Question de Mme LOISIER Anne-Catherine (Côte-d'Or - UC-R) publiée le 04/06/2026

Question posée en séance publique le 03/06/2026

M. le président. La parole est à Mme Anne-Catherine Loisier, pour le groupe Union Centriste. (Applaudissements sur les travées du groupe UC.)

Mme Anne-Catherine Loisier. Madame la ministre de l'agriculture, de l'agroalimentaire et de la souveraineté alimentaire, le rapport de la commission d'enquête sur les marges des industriels et des distributeurs, qui a été évoqué par ma collègue Antoinette Guhl, dérange.

Il dérange, parce qu'il fait tomber les masques. Il décrit, preuves à l'appui, ce que tous les acteurs de la production française savent et vivent depuis longtemps, mais qu'ils n'osent pas dire. La méthode de domination-pression qui sévit dans ce secteur des relations commerciales, ma collègue et moi l'éprouvons.

Jusqu'à quand l'État laissera-t-il quelques centrales d'achat et de services décider de l'avenir de notre agriculture et de notre souveraineté alimentaire ? Quelles mesures concrètes proposez-vous pour rééquilibrer ce rapport de force des négociations commerciales, aujourd'hui aux mains de trois grandes centrales, qui s'imposent à 23 000 industriels et 400 000 agriculteurs ? Quelles mesures concrètes proposez-vous pour que la sanctuarisation de la matière première agricole soit enfin une réalité pour assurer à nos agriculteurs comme aux PME de l'agroalimentaire une juste rémunération de leur travail ? (Applaudissements sur les travées des groupes UC et GEST. - M. Bernard Jomier applaudit également.)

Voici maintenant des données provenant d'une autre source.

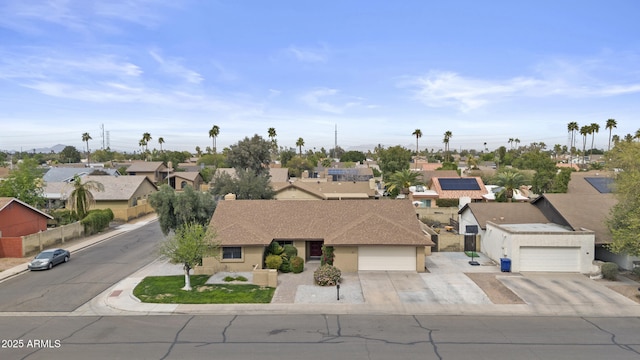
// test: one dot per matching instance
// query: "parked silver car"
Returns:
(48, 259)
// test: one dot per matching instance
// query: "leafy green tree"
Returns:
(624, 219)
(353, 156)
(509, 180)
(250, 154)
(81, 198)
(24, 183)
(176, 209)
(401, 180)
(188, 246)
(69, 155)
(246, 185)
(393, 159)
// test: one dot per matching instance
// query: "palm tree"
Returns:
(447, 137)
(510, 180)
(213, 133)
(572, 127)
(595, 128)
(300, 144)
(146, 137)
(611, 124)
(584, 131)
(402, 180)
(418, 134)
(81, 197)
(86, 137)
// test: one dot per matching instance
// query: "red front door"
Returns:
(315, 249)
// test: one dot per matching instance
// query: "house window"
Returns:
(231, 252)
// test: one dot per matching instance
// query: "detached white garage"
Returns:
(387, 258)
(540, 247)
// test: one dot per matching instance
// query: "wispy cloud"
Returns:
(173, 67)
(556, 78)
(308, 54)
(316, 100)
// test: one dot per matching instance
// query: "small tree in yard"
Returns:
(188, 246)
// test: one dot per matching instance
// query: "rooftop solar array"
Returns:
(459, 184)
(602, 184)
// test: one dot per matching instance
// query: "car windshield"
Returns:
(45, 255)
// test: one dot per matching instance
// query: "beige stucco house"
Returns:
(365, 234)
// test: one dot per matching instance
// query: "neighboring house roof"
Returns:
(355, 222)
(115, 188)
(455, 188)
(591, 182)
(145, 166)
(330, 190)
(579, 211)
(66, 174)
(187, 175)
(5, 201)
(504, 213)
(279, 174)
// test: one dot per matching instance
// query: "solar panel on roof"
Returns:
(603, 185)
(459, 184)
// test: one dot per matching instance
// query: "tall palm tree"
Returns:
(447, 137)
(401, 180)
(213, 133)
(594, 129)
(584, 131)
(418, 134)
(611, 124)
(146, 137)
(572, 127)
(86, 137)
(300, 144)
(81, 197)
(509, 179)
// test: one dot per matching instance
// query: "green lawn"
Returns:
(167, 290)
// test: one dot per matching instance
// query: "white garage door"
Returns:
(557, 259)
(387, 258)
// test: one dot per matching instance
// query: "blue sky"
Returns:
(486, 71)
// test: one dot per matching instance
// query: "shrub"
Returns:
(290, 251)
(327, 275)
(327, 255)
(297, 265)
(97, 220)
(286, 265)
(610, 271)
(273, 261)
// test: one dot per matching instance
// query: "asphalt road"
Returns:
(89, 272)
(323, 337)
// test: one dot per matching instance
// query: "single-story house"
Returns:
(156, 171)
(18, 219)
(180, 179)
(324, 190)
(365, 235)
(126, 196)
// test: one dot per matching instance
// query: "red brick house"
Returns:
(18, 219)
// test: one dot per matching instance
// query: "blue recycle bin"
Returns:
(505, 265)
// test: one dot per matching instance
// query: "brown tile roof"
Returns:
(584, 211)
(505, 213)
(145, 166)
(456, 194)
(354, 222)
(115, 188)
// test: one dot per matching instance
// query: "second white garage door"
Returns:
(399, 258)
(552, 259)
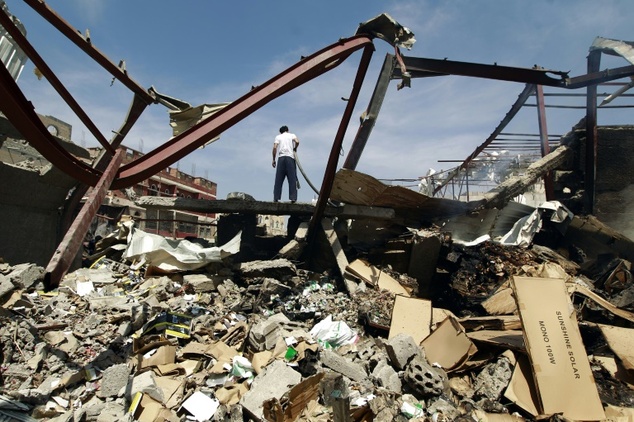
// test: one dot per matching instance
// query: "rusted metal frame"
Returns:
(20, 113)
(515, 108)
(595, 77)
(545, 146)
(589, 185)
(371, 113)
(422, 67)
(75, 36)
(69, 247)
(188, 141)
(137, 107)
(331, 167)
(28, 49)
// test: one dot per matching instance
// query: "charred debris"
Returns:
(379, 303)
(406, 307)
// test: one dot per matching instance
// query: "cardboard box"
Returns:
(559, 362)
(411, 316)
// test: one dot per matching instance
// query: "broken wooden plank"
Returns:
(226, 206)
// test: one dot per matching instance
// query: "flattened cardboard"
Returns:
(560, 365)
(411, 316)
(521, 388)
(299, 397)
(501, 302)
(602, 302)
(449, 345)
(162, 356)
(375, 277)
(621, 341)
(511, 339)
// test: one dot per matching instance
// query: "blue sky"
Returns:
(214, 51)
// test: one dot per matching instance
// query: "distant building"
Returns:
(170, 182)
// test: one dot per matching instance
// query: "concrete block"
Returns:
(276, 268)
(343, 366)
(6, 286)
(273, 382)
(146, 383)
(385, 376)
(26, 275)
(114, 378)
(201, 282)
(401, 349)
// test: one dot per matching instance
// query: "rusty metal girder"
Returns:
(331, 167)
(20, 113)
(69, 247)
(188, 141)
(84, 43)
(28, 49)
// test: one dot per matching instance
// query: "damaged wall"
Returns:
(30, 202)
(614, 177)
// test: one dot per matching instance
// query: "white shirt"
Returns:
(285, 145)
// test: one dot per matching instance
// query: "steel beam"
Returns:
(594, 61)
(370, 115)
(188, 141)
(37, 60)
(20, 113)
(69, 247)
(331, 167)
(84, 44)
(515, 108)
(545, 146)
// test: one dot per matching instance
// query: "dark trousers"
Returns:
(285, 169)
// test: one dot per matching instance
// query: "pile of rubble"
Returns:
(126, 339)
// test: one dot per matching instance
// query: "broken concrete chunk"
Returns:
(425, 379)
(202, 282)
(26, 276)
(343, 366)
(493, 379)
(273, 382)
(386, 377)
(145, 383)
(277, 268)
(113, 380)
(6, 286)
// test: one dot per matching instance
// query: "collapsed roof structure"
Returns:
(386, 254)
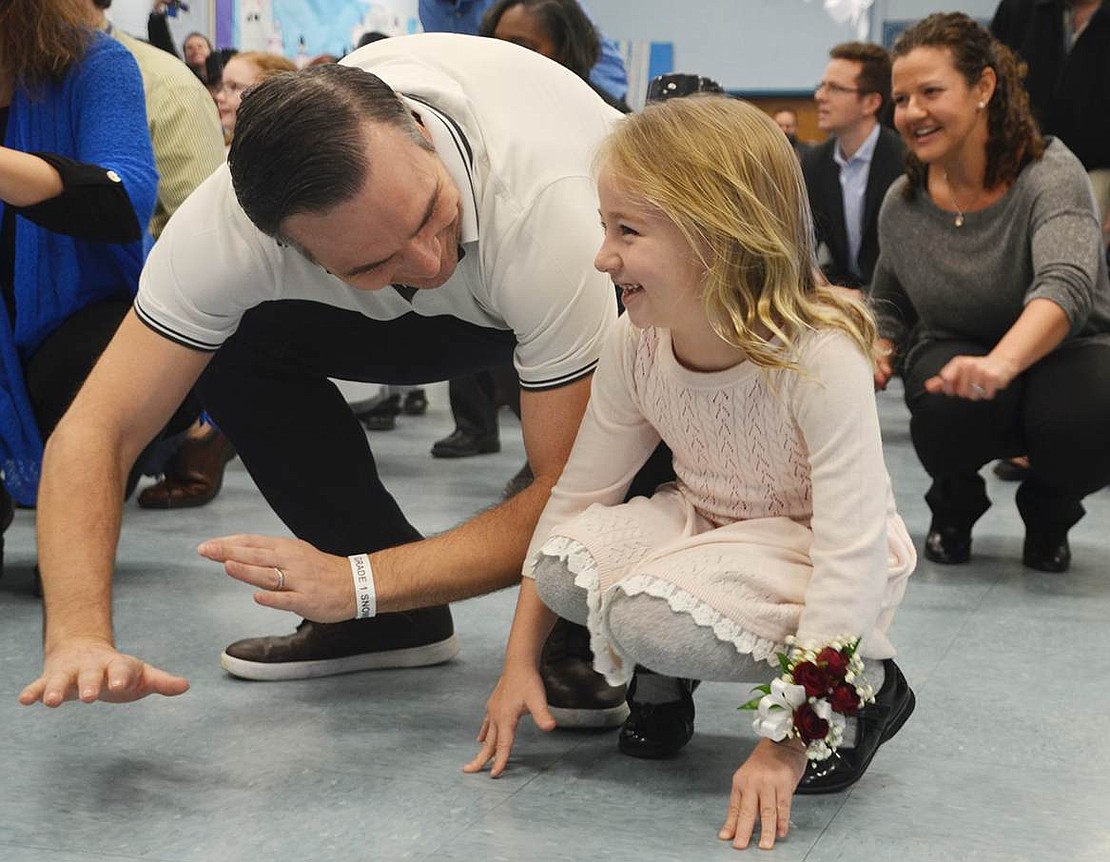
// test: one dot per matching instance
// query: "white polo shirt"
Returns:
(517, 134)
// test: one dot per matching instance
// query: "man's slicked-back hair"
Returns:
(300, 142)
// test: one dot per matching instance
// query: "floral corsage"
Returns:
(818, 690)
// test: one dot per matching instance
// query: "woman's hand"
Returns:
(885, 351)
(518, 690)
(972, 377)
(763, 789)
(315, 585)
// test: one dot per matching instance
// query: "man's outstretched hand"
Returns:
(90, 670)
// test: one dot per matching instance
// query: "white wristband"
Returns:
(365, 600)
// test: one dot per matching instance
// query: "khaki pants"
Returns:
(1100, 179)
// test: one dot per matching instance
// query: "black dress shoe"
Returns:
(657, 730)
(948, 546)
(415, 403)
(7, 514)
(1047, 553)
(577, 696)
(877, 722)
(383, 415)
(462, 444)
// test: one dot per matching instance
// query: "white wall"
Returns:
(745, 44)
(130, 16)
(753, 44)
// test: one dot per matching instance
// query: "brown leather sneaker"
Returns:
(577, 696)
(193, 476)
(409, 639)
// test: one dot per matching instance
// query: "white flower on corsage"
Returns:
(819, 688)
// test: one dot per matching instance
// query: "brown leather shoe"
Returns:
(193, 475)
(410, 639)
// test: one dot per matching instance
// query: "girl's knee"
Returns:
(556, 588)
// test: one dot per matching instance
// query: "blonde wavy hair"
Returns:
(268, 64)
(726, 175)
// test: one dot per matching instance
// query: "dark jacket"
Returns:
(1069, 91)
(823, 182)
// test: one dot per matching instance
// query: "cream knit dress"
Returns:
(781, 520)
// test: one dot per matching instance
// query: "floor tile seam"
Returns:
(825, 829)
(92, 854)
(436, 852)
(964, 627)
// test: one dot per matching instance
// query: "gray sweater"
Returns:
(1041, 239)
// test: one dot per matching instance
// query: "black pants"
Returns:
(1057, 413)
(268, 389)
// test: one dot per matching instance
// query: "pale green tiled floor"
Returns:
(1005, 760)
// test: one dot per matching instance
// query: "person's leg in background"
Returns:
(954, 437)
(1065, 415)
(58, 367)
(474, 409)
(56, 371)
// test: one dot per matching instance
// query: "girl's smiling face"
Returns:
(647, 256)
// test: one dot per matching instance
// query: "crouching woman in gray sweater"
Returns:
(991, 281)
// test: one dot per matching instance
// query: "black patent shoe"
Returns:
(415, 403)
(1047, 553)
(877, 722)
(383, 415)
(948, 546)
(657, 730)
(577, 696)
(461, 444)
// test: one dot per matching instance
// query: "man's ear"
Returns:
(873, 103)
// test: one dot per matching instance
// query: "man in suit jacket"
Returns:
(848, 175)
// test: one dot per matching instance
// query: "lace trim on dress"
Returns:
(608, 660)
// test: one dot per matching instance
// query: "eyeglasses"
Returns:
(835, 89)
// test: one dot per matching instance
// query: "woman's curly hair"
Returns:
(1012, 137)
(41, 39)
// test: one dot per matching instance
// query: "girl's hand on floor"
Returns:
(763, 789)
(518, 690)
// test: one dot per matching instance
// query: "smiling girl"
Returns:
(781, 521)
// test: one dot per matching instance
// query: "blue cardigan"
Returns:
(97, 114)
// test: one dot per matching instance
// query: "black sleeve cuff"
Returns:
(93, 204)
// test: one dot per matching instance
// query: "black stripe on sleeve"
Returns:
(555, 383)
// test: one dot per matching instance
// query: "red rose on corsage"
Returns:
(809, 724)
(811, 678)
(845, 700)
(835, 663)
(819, 688)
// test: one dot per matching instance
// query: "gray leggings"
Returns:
(645, 628)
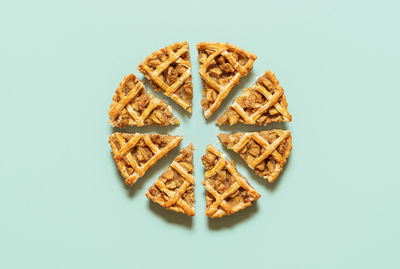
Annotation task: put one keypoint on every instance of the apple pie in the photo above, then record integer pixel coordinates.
(169, 70)
(227, 190)
(265, 152)
(133, 106)
(134, 154)
(174, 189)
(262, 103)
(221, 67)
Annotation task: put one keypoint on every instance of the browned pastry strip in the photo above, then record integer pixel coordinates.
(227, 190)
(262, 103)
(169, 70)
(134, 154)
(133, 106)
(174, 189)
(265, 152)
(222, 65)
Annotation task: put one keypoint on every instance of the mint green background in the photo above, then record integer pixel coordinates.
(62, 201)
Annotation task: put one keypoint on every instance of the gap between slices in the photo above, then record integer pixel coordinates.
(169, 70)
(265, 152)
(227, 191)
(262, 103)
(174, 189)
(133, 106)
(134, 154)
(221, 67)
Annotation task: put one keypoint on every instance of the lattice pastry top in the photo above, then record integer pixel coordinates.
(221, 67)
(133, 106)
(227, 190)
(262, 103)
(169, 70)
(265, 152)
(134, 154)
(174, 189)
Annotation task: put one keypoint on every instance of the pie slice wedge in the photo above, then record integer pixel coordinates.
(133, 106)
(262, 103)
(134, 154)
(174, 189)
(169, 70)
(227, 191)
(221, 67)
(265, 152)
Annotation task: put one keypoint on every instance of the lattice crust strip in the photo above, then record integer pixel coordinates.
(174, 189)
(169, 70)
(262, 103)
(134, 154)
(265, 152)
(227, 190)
(221, 67)
(133, 106)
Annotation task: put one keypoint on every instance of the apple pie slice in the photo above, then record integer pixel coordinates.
(169, 70)
(133, 106)
(174, 189)
(227, 190)
(265, 152)
(221, 67)
(262, 103)
(134, 154)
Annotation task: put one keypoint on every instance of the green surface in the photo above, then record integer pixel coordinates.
(63, 203)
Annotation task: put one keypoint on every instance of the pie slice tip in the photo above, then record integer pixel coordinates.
(260, 104)
(174, 189)
(136, 153)
(227, 191)
(265, 152)
(222, 65)
(132, 105)
(169, 70)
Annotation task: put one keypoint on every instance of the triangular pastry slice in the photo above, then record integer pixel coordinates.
(169, 70)
(265, 152)
(174, 189)
(134, 154)
(227, 190)
(262, 103)
(133, 106)
(221, 67)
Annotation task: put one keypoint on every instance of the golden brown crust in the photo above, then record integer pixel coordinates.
(265, 152)
(221, 67)
(133, 106)
(169, 70)
(134, 154)
(174, 189)
(227, 190)
(260, 104)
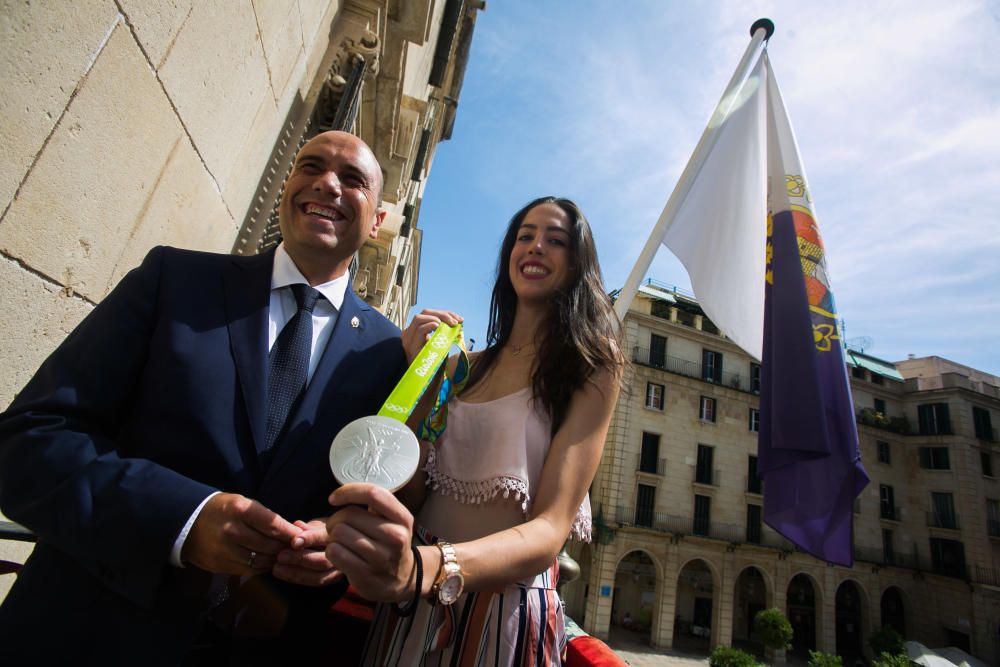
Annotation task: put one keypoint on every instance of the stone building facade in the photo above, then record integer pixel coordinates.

Réponse du Ministère de l'agriculture, de l'agro-alimentaire et de la souveraineté alimentaire publiée le 04/06/2026

Réponse apportée en séance publique le 03/06/2026

M. le président. La parole est à Mme la ministre de l'agriculture, de l'agroalimentaire et de la souveraineté alimentaire.

Mme Annie Genevard, ministre de l'agriculture, de l'agroalimentaire et de la souveraineté alimentaire. Madame la sénatrice Anne-Catherine Loisier, je vous remercie de votre question. Elle fait écho au travail de la commission d'enquête sénatoriale que vous avez présidée. Vos conclusions suscitent des débats, ce qui est finalement assez sain s'agissant d'un sujet de première importance.

Vous connaissez mon combat et mes positions en la matière. J'ai engagé une action résolue sur la construction du prix en marge avant depuis que je suis à la tête de ce ministère. Nous devons tous partager ce constat : un rééquilibrage entre les acteurs s'impose. Chacun doit gagner sa vie : le producteur, le transformateur, le distributeur.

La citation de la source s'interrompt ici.